KELLY MCEVERS, HOST:
As we heard a few moments ago, President Trump says he will issue a new immigration order next week. A federal court had blocked most of the old executive order that Trump signed last month. That order temporarily banned the admission of new refugees. The order also limited the overall number of refugees the U.S. will accept this year, and that part still holds. NPR's Tom Gjelten says it's already led at least one refugee agency to lay off its staff.
TOM GJELTEN, BYLINE: The work of resettling refugees in this country is mostly carried out by faith-based groups. The effort is funded in part by per-refugee grants from the State Department. One-hundred-ten-thousand refugees were expected this year, and the resettlement agencies budgeted accordingly. Trump's executive order cut that to 50,000, so suddenly a lot less funding is available.
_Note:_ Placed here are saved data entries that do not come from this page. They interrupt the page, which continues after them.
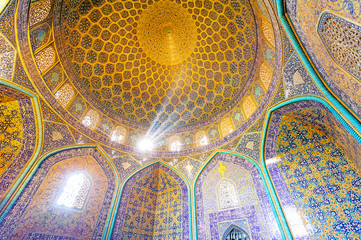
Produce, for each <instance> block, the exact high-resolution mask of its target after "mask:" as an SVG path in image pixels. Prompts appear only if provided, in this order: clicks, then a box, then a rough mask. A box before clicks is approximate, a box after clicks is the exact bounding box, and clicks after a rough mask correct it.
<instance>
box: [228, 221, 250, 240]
mask: <svg viewBox="0 0 361 240" xmlns="http://www.w3.org/2000/svg"><path fill="white" fill-rule="evenodd" d="M233 229H236V230H238V231H239V232H241V233H244V236H242V237H244V238H245V239H247V240H249V239H250V238H249V235H248V233H247V232H246V231H245V230H244V229H242V228H241V227H239V226H236V225H234V224H231V225H230V226H229V227H228V228H227V229H226V231H224V234H223V236H222V240H225V239H226V240H227V238H226V237H227V236H228V234H229V233H230V232H231V231H232V230H233ZM246 237H248V238H246ZM242 239H243V238H242Z"/></svg>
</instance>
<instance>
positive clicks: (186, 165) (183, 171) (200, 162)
mask: <svg viewBox="0 0 361 240" xmlns="http://www.w3.org/2000/svg"><path fill="white" fill-rule="evenodd" d="M202 166H203V163H202V162H201V161H199V160H197V159H193V158H187V159H185V160H183V161H182V162H180V163H178V164H177V165H176V166H175V167H176V168H177V169H178V170H179V171H181V172H182V173H183V175H184V176H186V177H187V178H188V180H189V182H193V179H194V177H195V176H196V173H197V172H198V170H199V169H200V168H201V167H202Z"/></svg>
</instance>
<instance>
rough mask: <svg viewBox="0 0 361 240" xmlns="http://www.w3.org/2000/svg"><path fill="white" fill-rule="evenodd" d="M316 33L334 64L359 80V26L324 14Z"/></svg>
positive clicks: (337, 16)
mask: <svg viewBox="0 0 361 240" xmlns="http://www.w3.org/2000/svg"><path fill="white" fill-rule="evenodd" d="M318 33H319V34H320V36H321V40H322V42H323V44H324V45H325V47H326V48H327V50H328V52H329V54H330V55H331V57H332V58H333V59H334V60H335V62H337V63H338V64H340V65H341V66H342V67H343V68H344V69H346V70H347V71H348V72H350V73H351V74H353V75H354V76H355V77H356V78H358V79H361V66H360V59H361V51H360V35H361V26H359V25H356V24H353V23H351V22H349V21H347V20H346V19H343V18H340V17H338V16H335V15H334V14H332V13H324V14H323V15H322V17H321V19H320V23H319V27H318Z"/></svg>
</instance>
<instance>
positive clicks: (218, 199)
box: [217, 179, 238, 209]
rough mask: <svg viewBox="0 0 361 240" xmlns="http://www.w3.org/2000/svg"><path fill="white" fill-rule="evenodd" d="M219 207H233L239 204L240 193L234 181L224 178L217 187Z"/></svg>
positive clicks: (229, 207)
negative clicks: (233, 182) (238, 196)
mask: <svg viewBox="0 0 361 240" xmlns="http://www.w3.org/2000/svg"><path fill="white" fill-rule="evenodd" d="M217 195H218V201H219V208H220V209H225V208H231V207H237V206H238V195H237V190H236V186H235V185H234V183H233V182H231V181H229V180H226V179H223V180H222V182H221V183H220V184H219V185H218V189H217Z"/></svg>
World Relief, an evangelical group, just lost about $11 million in anticipated grants. As a result, the organization has to lay off 140 resettlement workers, about a fifth of its staff, and close down five offices. Scott Arbeiter is World Vision (ph) president.
SCOTT ARBEITER: It's a dramatic impact on our infrastructure and on our people and of course on the communities that have been welcoming and serving those refugees.
GJELTEN: Other resettlement agencies reached by NPR say they're assessing the impact of the refugee cutback and may also reduce their staff. Arbeiter fears the caseworkers he's letting go will take other jobs and not be available should the refugee flow increase again.
ARBEITER: The resettling of a refugee population - bringing people in who do not know the language, do not know the food or the culture, often have been traumatized by war and terror is not a skill that can just simply be picked up. It's something that is learned over time.
GJELTEN: President Trump shut the door on refugees, he says, out of fear terrorists may sneak in, but Arbeiter says most of the refugees World Relief has resettled have come from the Democratic Republic of Congo and Myanmar, not the Middle East. Tom Gjelten, NPR News, Washington.